Oliveira J.,Instituto Nacional Of Saude Dr Ricardo Jorge | Dias C.,Instituto Nacional Of Saude Dr Ricardo Jorge | Dias C.,British Columbia Womens Hospital and Health Center | Redeker E.,University of Amsterdam | And 6 more authors.
Human Mutation | Year: 2010

The establishment of Locus Specific Databases (LSDB) is a crucial aspect for the Human Genetics field and one of the aims of the Human Variation Project. We report the development of a publicly accessible LSDB for the NIPBL gene () implicated in Cornelia de Lange Syndrome (CdLS). This rare disorder is characterized by developmental and growth retardation, typical facial features, limb anomalies, and multiple organ involvement. Mutations in the NIPBL gene, the product of which is involved in control of the cohesion complex, account for over half of the patients currently characterized.

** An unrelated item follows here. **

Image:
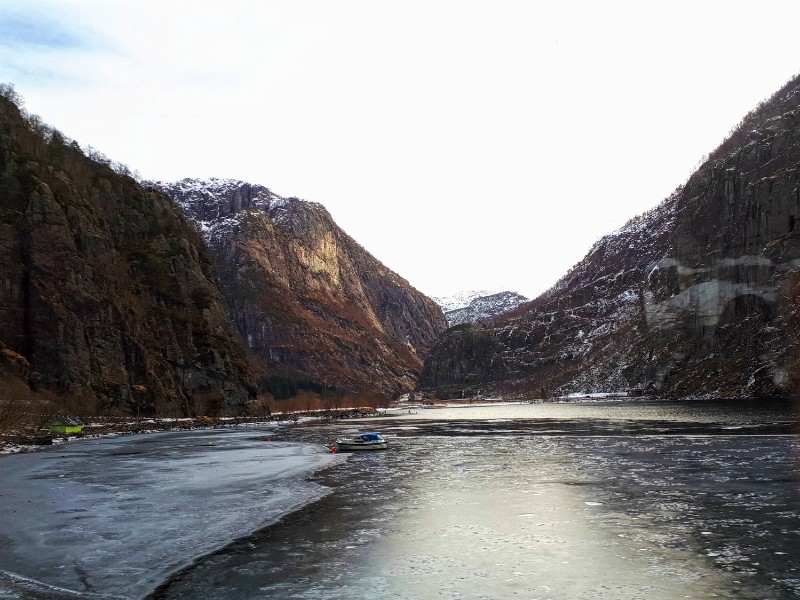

The NIPBL LSDB adopted the Leiden Open Variation database (LOVD) software platform, which enables the comprehensive Web-based listing and curation of sequence variations and associated phenotypical information. The NIPBL-LOVD database contains 199 unique mutations reported in 246 patients (last accessed April 2010). Information on phenotypic characteristics included in the database enabled further genotype-phenotype correlations, the most evident being the severe form of CdLS associated with premature termination codons in the NIPBL gene. In addition to the NIPBL LSDB, 50 novel mutations are described in detail, resulting from a collaborative multicenter study. © 2010 Wiley-Liss, Inc.